These days duets are more like joint corporate sponsorships than a simpatico union of the heart and mind through song. Great male and female collaborations transcend their individual craft and emerge with something altogether new and remarkable. Kitty Wells and Red Foley, Ferlin Husky and Jean Shepard, George Jones and Tammy Wynette, Johnny and June – they made music that was more than the sum of their already amazing parts.
The Americana world seems to be coming into its own in the duet field. What arguably began with Gram Parsons and Emmylou Harris got a real boost with 2005’s Begonias featuring Whiskeytown and Tres Chicas’ Caitlin Cary and her friend singer/songwriter Thad Cockrell. 2007 saw Robert Plant, Alison Krauss and T. Bone Burnett’s Raising Sand set a standard for craft as well as sales. Now 2009 has already endowed us with two dazzling releases that build handily on this legacy.
Gretchen Peters is no stranger to the world of Nashville songwriting. Her songs have been recorded by Trisha Yearwood, Pam Tillis, George Strait, Martina McBride, and Patty Loveless who was nominated for a 1996 song of the year Grammy for Peters’ “You Don’t Even Know Who I Am.” for such a prolific songwriter it’s surprising that her seventh solo album, One To The Heart, One To The Head is a covers album. On it she partners with L.A. native, El Paso resident and Renaissance man Tom Russell who penned one song, Guadalupe, co-produced and painted the album cover image of what looks like a stylized dead horse. Russell knows his way around songwriting, his songs have been covered by Johnny Cash, Nanci Griffith, Dave Alvin and Suzy Bogguss as well as 16 solo releases. These are two heavyweights and they bring their considerable collective talents to bare on a great release.
OTTH,OTTH is referred to as a “western album” which Peters tapped into her earlier life in Boulder, Colorado to draw inspiration. The instrumental opener North Platte does set a western landscape with a Elmer Bernstein or Jerome Moross sense of expanse as well as gravity. The landscape contracts just a bit for the stark and beautiful Prairie In The Sky which beautifully highlights Peter’s shimmering trill as she floats over cello and piano accompaniment. Bob Dylan’s Billy 4, from the soundtrack to Sam Peckinpah’s film Pat Garrett & Billy The Kid, gets a serious borderlands infusion with Joel Guzman’s extraordinary Conjunto-style accordion and Russell bringing his silky-graveled voice counter to Peters’.

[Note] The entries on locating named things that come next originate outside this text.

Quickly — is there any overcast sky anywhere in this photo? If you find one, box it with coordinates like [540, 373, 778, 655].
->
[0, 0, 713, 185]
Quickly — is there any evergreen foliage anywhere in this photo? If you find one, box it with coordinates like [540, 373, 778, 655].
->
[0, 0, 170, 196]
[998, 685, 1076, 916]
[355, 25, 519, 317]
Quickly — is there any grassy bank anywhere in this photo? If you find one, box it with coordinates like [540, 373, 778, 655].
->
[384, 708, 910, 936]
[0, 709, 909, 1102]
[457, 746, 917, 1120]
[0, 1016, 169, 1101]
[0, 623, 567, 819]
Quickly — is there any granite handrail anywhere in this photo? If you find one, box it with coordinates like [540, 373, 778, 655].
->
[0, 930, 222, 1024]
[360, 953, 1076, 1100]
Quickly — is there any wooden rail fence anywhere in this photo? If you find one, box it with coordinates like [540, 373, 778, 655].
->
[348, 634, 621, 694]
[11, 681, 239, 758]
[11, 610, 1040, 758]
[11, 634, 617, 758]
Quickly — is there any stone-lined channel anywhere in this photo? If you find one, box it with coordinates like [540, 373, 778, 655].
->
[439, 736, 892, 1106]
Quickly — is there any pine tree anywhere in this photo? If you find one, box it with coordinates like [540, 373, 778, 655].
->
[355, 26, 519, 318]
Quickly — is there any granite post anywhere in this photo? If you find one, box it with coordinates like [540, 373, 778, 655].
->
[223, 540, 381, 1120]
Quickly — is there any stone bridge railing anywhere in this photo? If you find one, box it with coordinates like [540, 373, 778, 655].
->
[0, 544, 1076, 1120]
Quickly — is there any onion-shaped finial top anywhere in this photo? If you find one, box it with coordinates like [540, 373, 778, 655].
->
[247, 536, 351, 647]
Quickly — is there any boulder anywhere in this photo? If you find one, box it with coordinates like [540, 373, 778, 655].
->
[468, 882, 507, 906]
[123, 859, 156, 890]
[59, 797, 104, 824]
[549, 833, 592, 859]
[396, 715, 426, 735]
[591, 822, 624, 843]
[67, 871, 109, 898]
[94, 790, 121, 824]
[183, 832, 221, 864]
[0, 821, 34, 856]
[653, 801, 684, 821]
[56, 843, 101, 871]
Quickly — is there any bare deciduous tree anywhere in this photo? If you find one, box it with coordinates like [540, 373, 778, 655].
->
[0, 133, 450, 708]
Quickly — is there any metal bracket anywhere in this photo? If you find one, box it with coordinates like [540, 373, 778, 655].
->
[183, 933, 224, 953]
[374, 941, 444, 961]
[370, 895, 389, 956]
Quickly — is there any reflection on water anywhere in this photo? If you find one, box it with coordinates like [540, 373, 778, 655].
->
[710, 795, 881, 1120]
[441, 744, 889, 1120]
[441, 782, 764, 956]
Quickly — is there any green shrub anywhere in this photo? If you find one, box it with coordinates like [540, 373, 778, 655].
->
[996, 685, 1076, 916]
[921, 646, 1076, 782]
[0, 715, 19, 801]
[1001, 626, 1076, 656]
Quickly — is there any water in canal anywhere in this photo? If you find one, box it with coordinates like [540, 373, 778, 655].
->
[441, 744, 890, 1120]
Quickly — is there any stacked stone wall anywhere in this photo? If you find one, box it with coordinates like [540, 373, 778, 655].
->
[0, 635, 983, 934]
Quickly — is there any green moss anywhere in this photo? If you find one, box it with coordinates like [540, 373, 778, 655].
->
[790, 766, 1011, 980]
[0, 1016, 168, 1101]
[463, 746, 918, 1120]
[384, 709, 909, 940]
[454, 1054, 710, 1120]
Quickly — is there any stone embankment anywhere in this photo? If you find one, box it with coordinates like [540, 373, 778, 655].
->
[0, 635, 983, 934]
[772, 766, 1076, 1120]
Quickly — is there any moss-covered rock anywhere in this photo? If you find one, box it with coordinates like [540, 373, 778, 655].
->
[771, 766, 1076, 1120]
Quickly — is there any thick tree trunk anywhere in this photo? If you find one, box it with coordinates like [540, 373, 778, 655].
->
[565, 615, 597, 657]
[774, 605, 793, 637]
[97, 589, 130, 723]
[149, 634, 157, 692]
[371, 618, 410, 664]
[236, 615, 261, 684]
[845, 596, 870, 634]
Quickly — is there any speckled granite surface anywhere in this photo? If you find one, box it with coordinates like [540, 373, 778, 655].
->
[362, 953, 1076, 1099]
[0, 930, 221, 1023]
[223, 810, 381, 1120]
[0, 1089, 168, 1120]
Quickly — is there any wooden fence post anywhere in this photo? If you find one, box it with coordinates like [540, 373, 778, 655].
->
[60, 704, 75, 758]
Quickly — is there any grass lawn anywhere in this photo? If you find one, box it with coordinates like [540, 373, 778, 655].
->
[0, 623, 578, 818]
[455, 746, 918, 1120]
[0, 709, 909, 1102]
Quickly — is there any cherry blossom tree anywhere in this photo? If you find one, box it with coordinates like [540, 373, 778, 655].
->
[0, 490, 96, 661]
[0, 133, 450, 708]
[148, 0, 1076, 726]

Tom Dundee’s tale of cultural isolation shines as the classic country sound of These Cowboys Born Out Of Their Time and with Russell’s end of the road lament Guadalupe woe never sounded so good. The accordion and barrel house piano that kicks off Bonnie Raitt’s tequila fueled barroom sing-along Sweet & Shiny Eyes sets just the right cantina vibe. It takes guts to cover a Townes Van Zandt song and Snowin’ on Raton is done with delicate beauty and a proper sense of deference. If I Had a Gun furnishes this album with its title. “If I had a gun you’d be dead. One to the heart, one to the head. If I had a gun I’d wipe it clean, my fingerprints off on these sheets. They’d bury you in the cold hard ground, fist full of dirt would hold you down. They’d bury you in the cold hard ground, it’d be the first night I sleep sound.†Peckinpah would be proud.
Gretchen Peters Site | Tom Russell Site | Buy
Buddy Miller was featured on the cover of the No Depression’s final issue last year. The bible of alt.country/Roots/Americana declared Miller the Americana journeyman the Artist of the Decade and it’s hard to argue he’s not. On top of his great solo work Miller played lead guitar and provided backing vocals for Emmylou Harris’s Spyboy band, performed with Steve Earle on his El Corazon tour, performed on Jimmie Dale Gilmore’s 2000 album Endless Night and appeared on several albums by songwriter/singer Lucinda Williams. Most recently Miller has been busy performing lead guitar and backing vocal duties for Robert Plant and Alison Krauss’ Raising Sand touring band. Julie, his wife of over 20 years, is no slouch either with six solo albums, and three collaborating with Buddy, under her belt. Her songs have been covered by Dixie Chicks, Linda Ronstadt, Lee Ann Womack, Emmylou Harris, Julie Roberts and others.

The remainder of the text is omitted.